# Harry Potter Quiz evaluation

This folder contains scripts for reproducing our results on in-domain crosslingual knowledge barriers, specifically the performance on Harry Potter-related QAs.

## Dataset

The corresponding authors have manually curated a multiple-choice question-answering dataset called the Harry Potter Quiz (HP-Quiz). The dataset is sourced from [Harry Potter Wiki](https://harrypotter.fandom.com/wiki/Main_Page) pages and consists of 300 questions: 157 about characters and 143 about magic spells. Each question is formatted as multiple-choice and presented in five languages: English, French, German, Italian, and Spanish.

We use this dataset in our evaluation.

## Models

The Llama2-7B and Llama3-8B series models used in our evaluation are fine-tuned on English-only corpora or on mixed-translated corpora.


## Evaluation

Please follow the instruction provided in the [main README](../README.md) to set up the environemt.

The evaluation can be performed by running the `evaluate.py` script:

```bash
python evaluate.py --model_name MODEL_NAME --lang LANGUAGE_CODE --save_dir OUTPUT_DIR
```

where LANGUAGE_CODE is a value from {en, fr, de, it, es}.

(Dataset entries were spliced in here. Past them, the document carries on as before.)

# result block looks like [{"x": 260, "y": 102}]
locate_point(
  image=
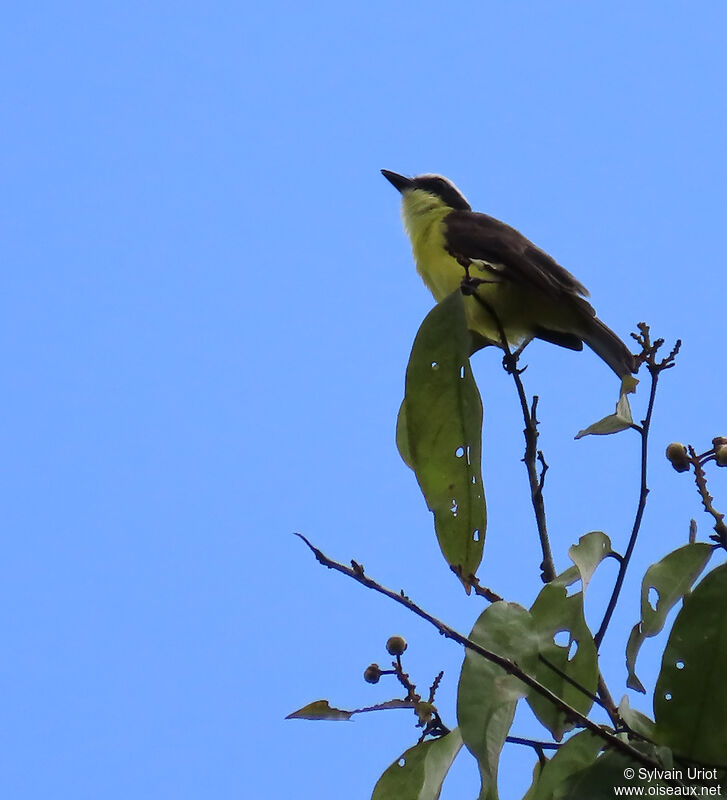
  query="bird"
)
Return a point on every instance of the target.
[{"x": 517, "y": 291}]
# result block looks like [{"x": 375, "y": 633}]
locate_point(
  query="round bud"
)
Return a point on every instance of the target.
[
  {"x": 372, "y": 673},
  {"x": 396, "y": 645},
  {"x": 677, "y": 455}
]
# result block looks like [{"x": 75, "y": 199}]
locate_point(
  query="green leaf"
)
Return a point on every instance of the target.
[
  {"x": 591, "y": 550},
  {"x": 637, "y": 722},
  {"x": 320, "y": 709},
  {"x": 671, "y": 578},
  {"x": 487, "y": 695},
  {"x": 613, "y": 423},
  {"x": 578, "y": 752},
  {"x": 421, "y": 770},
  {"x": 402, "y": 436},
  {"x": 690, "y": 699},
  {"x": 443, "y": 416},
  {"x": 555, "y": 613}
]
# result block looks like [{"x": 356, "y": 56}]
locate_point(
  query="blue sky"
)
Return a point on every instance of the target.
[{"x": 208, "y": 305}]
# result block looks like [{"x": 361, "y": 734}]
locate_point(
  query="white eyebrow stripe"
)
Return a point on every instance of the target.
[{"x": 446, "y": 180}]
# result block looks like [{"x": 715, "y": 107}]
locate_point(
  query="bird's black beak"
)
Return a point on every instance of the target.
[{"x": 399, "y": 181}]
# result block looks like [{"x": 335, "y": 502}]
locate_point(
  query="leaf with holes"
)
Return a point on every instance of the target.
[
  {"x": 668, "y": 580},
  {"x": 442, "y": 412},
  {"x": 568, "y": 654},
  {"x": 690, "y": 699},
  {"x": 613, "y": 423},
  {"x": 578, "y": 752},
  {"x": 421, "y": 770},
  {"x": 487, "y": 695},
  {"x": 590, "y": 551}
]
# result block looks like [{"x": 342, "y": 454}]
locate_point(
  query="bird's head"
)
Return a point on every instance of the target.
[{"x": 425, "y": 193}]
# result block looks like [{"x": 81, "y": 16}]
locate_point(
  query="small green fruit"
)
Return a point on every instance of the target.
[
  {"x": 396, "y": 645},
  {"x": 372, "y": 673}
]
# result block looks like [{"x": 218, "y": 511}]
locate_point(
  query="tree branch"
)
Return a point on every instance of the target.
[{"x": 469, "y": 286}]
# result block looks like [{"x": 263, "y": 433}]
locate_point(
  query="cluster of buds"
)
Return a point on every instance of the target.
[{"x": 681, "y": 459}]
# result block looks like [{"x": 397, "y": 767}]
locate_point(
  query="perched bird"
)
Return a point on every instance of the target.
[{"x": 531, "y": 295}]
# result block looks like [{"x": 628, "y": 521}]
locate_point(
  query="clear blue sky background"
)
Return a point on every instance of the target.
[{"x": 208, "y": 304}]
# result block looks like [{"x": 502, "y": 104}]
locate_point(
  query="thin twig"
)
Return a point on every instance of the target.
[
  {"x": 574, "y": 683},
  {"x": 700, "y": 478},
  {"x": 647, "y": 356},
  {"x": 534, "y": 743},
  {"x": 483, "y": 591},
  {"x": 356, "y": 572}
]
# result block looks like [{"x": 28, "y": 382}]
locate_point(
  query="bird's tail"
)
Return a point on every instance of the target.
[{"x": 606, "y": 344}]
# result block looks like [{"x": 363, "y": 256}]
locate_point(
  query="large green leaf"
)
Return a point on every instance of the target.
[
  {"x": 421, "y": 770},
  {"x": 555, "y": 614},
  {"x": 577, "y": 753},
  {"x": 671, "y": 578},
  {"x": 439, "y": 434},
  {"x": 487, "y": 695},
  {"x": 690, "y": 699}
]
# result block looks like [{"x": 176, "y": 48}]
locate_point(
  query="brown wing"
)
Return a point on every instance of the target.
[{"x": 470, "y": 235}]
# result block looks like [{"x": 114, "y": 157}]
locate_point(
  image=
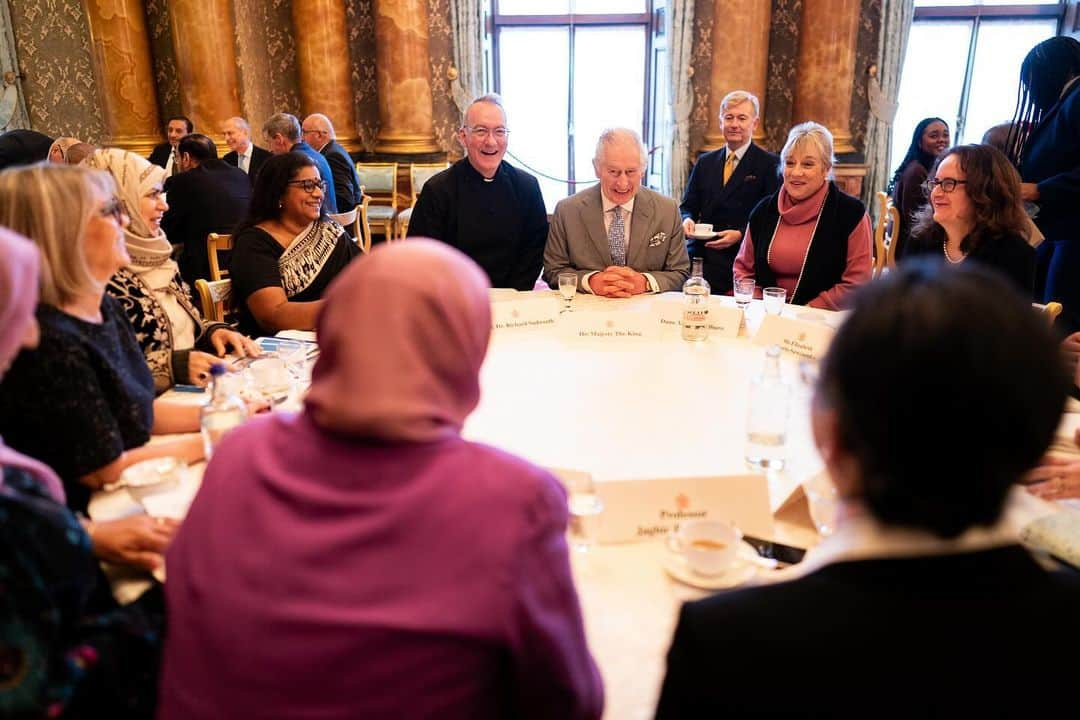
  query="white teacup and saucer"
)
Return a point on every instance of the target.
[{"x": 709, "y": 555}]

After the evaluation, the per-question results are saved as a CSV file in your designated `OUTPUT_DIR`.

## Wiki103-HP

This folder `Wiki103-HP` provides resources for processing Harry Potter (HP)-related documents within the Wikitext-103 dataset.
Specifically,

- `Wiki103-HP/HP_related_index_for_wikitext-103.json`: A JSON file containing the indices of HP-related documents in Wikitext-103.
- `Wiki103-HP/read_index_for_wikitext-103.ipynb`: A Jupyter Notebook for processing the Wikitext-103 dataset to extract HP-related and HP-unrelated subsets.
  We use the HP-related subset as domain-specifc corpus to finetune LLMs.